Assez de silence complice. On ne peut pas assister,  passif et goguenard, au spectacle d’une Catalogne en danger. Cela se passe à deux pas de chez nous, ici même en Europe : un gouvernement élu a été mis en prison !  Un mandat d’arrêt international a été lancé contre le président destitué de Catalogne ! Il faut agir, en France, en Belgique et dans toute l’Europe.

Dénonçons la complicité  de Macron avec Rajoy.  Ecoutons ce que nous dit Ada Colau, la maire de Barcelone. Elle est catalane sans être indépendantiste. Mais elle condamne sans appel Rajoy et le gouvernement de l’Etat espagnol: « c’est de l’autoritarisme, c’est de la vengeance, il a un but : humilier la Catalogne (…) l’état frappe ses propres bases démocratiques », ajoutant «  Le gouvernement emprisonné représente légitimement la Catalogne. Nous sommes dans une spirale répressive ». Ada Colau propose « un front commun pour retrouver le vivre ensemble et obtenir la liberté des prisonniers politiques ».

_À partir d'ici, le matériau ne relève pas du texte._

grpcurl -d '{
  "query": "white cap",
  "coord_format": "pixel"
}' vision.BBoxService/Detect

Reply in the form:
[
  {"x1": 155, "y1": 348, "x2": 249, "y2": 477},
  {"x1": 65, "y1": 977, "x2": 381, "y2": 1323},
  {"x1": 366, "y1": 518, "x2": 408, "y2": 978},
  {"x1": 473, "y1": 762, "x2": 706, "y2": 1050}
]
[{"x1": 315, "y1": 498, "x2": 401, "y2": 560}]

Après l’annonce de l’incarcération du vice-président Oriol Junqueras et de huit ministres, elle a déclaré qu’il s’agissait « d’un jour noir pour la Catalogne. » Le conseil municipal de Barcelone a voté une motion républicaine affirmant que le gouvernement catalan destitué et le Parlement sont  « les uniques représentants légitimes de Catalogne ».

 

Un jour noir pour la Catalogne et l’Europe

 

Nous devons nous rassembler car le jour noir de la Catalogne est aussi un jour noir de la démocratie en Europe. Souvenons nous que ce n’est pas la première fois que la démocratie y est étouffée. Quand  leurs  intérêts  financiers sont en jeu, les « libéraux »  européens ne sont pas très regardants sur cette démocratie dont ils se gargarisent tant.

On l’a vu en Grèce en 2015 où, malgré la victoire de Syriza au référendum contre la dictature financière de la « troïka », Alexis Tsipras avait dû courber la tête et se renier. Demain, le capital utilisera les mêmes méthodes, partout en Europe, contre ceux qui  défendent leurs droits politiques et leurs acquis sociaux.

Ici il est grand temps d’organiser une riposte unitaire et solidaire. Des comités de soutien se mettent en place. Les manifestations vont continuer. Il faut rompre le silence, interpeler nos élus, agir tous ensemble pour la liberté en Catalogne.